У Ника отлегло от сердца. Нет, ну надо же так напугать! Черт подери, чуть в штаны не напустил! Ведь тут не может быть никого такого, совсем никого! Нет на Сирусе мышей или крыс! Нет даже червей и букашек! Вообще ничего нет! А значит, все, что шевелится, все, что неизвестно, – это опасность, потому что попасть сюда оно может только с боевого корабля! А боевые корабли ничего хорошего принести не могут. Ничего хорошего от них не дождешься!

Встал на колени, поднял Шарика, поднес к глазам. Глупо, конечно, – кажется, что, если поднесешь ближе, станет лучше видно. Обман. Ничего не лучше. Что за сто метров, что в десяти сантиметрах – четкость та же. Однако привычка есть привычка.

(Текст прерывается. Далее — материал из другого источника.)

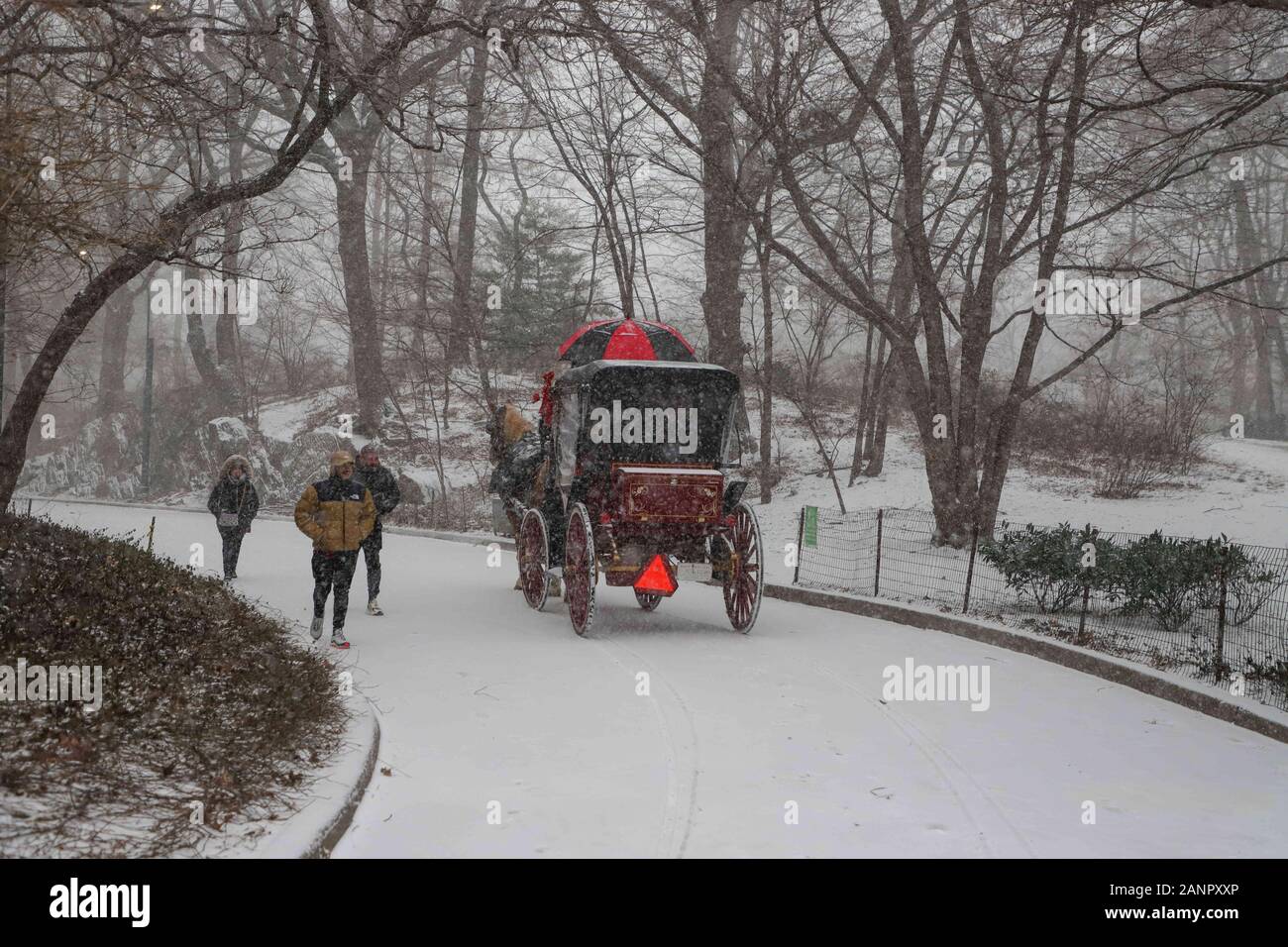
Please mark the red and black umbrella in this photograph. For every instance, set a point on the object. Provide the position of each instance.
(631, 339)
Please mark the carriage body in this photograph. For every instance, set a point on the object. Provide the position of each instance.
(642, 489)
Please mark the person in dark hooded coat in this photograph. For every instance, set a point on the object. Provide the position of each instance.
(233, 502)
(385, 495)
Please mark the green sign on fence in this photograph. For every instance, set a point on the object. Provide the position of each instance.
(809, 535)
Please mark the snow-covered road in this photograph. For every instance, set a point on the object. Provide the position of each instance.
(488, 707)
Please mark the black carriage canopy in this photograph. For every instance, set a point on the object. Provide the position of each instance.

Ну вот он, Шарик. И что? И ничего! Гладкий весь, донышко тоже гладкое… никаких следов того, что он только что прыгал.

Кстати, а как это прыгал?! Каким образом?! Ног-то нет! И щупальцев нет! Шарик со срезанной попкой – вот и все!

Шарик вдруг засветился – это самое донышко вдруг стало явственно мерцать голубым светом! И руку Ника кольнуло. Антигравитация!

Ник выронил Шарика, отшатнулся назад… и тут Шарик прыгнул вперед, врезался Нику в живот так, что тот икнул, согнулся, прижав руки к животу:

– Ай! Ты чего?! Больно же!

Когда отдышался, обнаружил, что Шарик устроился в складке штанов и тихо лежит, не подавая никаких сигналов и не дергаясь. И тогда Ника вдруг разобрал смех – на «коленочки» забрался! Пригрелся, понимаешь ли! Как зверьки из фильма! Или как ребенок на коленях у матери!

– Есть хочу! – вдруг пискнуло в голове Ника. – Пища! Вода! Есть хочу!

Теперь Ник не просто остолбенел. Он… не дышал минут пять! Или десять! Или полчаса – насколько хватило! И только когда в глазах потемнело и заболело в груди, опомнился и с присвистом, едва не теряя сознание, задышал. Грудь ходила ходуном, он как-то сразу вспотел, и на лбу выступили крупные соленые капли.